San Juan, Puerto Rico


Industrial and Economic Base

With the arrival of the Spaniards in 1521, the native population was pushed into slavery. The colonialists were drawn to the island fot it's mineral wealth, which sebsequently ran dry in 1535. The decline of the mining industry signaled the beginning of a long period of inactivity for Puerto Rico's economy. Because nothing weas being manufactured, grown, or dug out of the ground, the position of San Juan as the break in transportation between sea and land was not utilized.

The industrialization of San Juan really began in the 1870s, with the first sugar refineries built in the greater San Juan area and the increased influence of the United States. According to the History Task Force at the Centro de Estudios Puertorriquenos, "The US military intervention of Puerto Rico in 1898 was the political culmination of a slow expansive process through which US capitalist interests penetrated the Puerto Rican colonial economy and directed the lines of it's development."

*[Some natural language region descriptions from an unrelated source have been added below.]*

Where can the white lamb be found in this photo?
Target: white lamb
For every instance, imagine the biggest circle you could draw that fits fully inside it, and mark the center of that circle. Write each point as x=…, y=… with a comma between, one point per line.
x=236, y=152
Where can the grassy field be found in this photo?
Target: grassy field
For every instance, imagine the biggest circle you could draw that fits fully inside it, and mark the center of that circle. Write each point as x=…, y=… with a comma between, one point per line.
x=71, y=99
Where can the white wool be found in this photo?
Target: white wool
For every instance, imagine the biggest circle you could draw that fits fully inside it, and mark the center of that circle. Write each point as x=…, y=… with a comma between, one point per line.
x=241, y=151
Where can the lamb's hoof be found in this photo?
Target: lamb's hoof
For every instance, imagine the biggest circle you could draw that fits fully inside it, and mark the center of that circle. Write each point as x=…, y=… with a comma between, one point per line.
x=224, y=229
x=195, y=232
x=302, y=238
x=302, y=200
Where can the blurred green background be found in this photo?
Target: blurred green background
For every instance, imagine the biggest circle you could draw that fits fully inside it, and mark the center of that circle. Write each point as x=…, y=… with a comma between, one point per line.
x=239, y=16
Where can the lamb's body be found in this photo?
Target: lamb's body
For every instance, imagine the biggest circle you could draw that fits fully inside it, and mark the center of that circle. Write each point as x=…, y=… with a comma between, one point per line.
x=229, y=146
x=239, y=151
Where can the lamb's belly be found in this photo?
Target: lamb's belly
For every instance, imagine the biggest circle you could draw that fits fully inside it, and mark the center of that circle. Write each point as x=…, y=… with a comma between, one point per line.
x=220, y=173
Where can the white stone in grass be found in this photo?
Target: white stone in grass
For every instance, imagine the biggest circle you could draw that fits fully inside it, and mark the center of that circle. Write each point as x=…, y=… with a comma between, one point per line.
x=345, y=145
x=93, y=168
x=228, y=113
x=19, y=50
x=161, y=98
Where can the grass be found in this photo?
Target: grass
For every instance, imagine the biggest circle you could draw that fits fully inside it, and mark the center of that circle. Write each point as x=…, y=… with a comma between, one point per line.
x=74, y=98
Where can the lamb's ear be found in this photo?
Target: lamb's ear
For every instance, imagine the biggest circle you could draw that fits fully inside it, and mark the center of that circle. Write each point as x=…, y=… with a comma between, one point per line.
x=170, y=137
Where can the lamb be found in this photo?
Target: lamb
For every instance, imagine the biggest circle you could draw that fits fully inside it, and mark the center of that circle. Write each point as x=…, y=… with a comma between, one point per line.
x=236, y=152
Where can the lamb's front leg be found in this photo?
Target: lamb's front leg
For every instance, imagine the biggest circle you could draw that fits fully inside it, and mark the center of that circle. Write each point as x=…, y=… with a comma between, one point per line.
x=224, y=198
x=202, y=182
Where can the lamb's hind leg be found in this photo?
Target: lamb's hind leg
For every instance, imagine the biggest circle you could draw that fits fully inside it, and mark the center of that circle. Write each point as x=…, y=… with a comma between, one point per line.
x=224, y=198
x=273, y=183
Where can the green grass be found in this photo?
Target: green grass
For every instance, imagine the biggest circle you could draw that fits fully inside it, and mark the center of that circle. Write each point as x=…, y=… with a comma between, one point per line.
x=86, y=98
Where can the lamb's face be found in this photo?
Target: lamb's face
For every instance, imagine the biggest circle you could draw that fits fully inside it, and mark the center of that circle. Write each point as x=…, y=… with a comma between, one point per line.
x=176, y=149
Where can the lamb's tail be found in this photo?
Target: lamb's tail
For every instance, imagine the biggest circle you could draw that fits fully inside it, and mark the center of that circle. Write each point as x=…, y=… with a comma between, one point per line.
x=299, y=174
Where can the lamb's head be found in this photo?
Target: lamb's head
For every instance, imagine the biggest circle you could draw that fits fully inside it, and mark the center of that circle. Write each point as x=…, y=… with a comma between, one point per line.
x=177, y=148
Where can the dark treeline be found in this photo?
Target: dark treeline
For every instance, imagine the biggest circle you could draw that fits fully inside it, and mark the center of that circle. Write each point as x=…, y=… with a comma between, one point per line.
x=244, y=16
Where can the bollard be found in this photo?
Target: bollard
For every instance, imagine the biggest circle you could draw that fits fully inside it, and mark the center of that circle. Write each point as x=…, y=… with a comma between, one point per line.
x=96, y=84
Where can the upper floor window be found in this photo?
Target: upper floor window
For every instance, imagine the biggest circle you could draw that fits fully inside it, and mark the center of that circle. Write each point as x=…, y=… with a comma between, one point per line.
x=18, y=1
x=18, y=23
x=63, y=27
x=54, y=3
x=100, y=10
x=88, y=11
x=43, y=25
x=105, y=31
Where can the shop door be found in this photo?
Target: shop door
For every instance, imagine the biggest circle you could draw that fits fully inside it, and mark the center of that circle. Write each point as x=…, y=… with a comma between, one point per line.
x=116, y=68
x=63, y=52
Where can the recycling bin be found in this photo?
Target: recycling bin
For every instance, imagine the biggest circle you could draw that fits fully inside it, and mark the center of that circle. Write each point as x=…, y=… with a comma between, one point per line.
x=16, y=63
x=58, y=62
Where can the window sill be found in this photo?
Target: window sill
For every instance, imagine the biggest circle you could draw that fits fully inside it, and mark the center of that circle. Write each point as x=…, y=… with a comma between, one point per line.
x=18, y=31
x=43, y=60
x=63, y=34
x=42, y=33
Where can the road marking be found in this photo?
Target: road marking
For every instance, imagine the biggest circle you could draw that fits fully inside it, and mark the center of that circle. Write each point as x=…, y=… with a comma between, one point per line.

As it turns out, the Spaniards basically handed the Americans the island through their gross mismanagement of the Puerto Rican economy. Spain's failure to encourage production resulted in a network of independant subsistence producers before the 19th century. Because there was no economic structure at this time, when commercial cultivation was introduced in the 1800s, there emerged a large (and quite profitable) underground trading market between Puerto Rico and other Caribbean islands as well as the United States.

Other agricultural exports included coffee and tobacco, which suffered a decline in production in the 1920s and haven't been a major factor in the nation's economy since then. With the change of Puerto Rico's political status came inclusion in the US economy, which for better or worse has drastically changed the economic climate to a frenzied Western capitalist system. The undeniable rule of the US economy over the world economy has translated into greater growth and production in Puerto Rico compared to the other Caribbean islands, which have suffered in the last few decades. Puerto Rico enjoys the same tax system and trade agreements as US states, which has been a huge factor in the relative stability of the economy.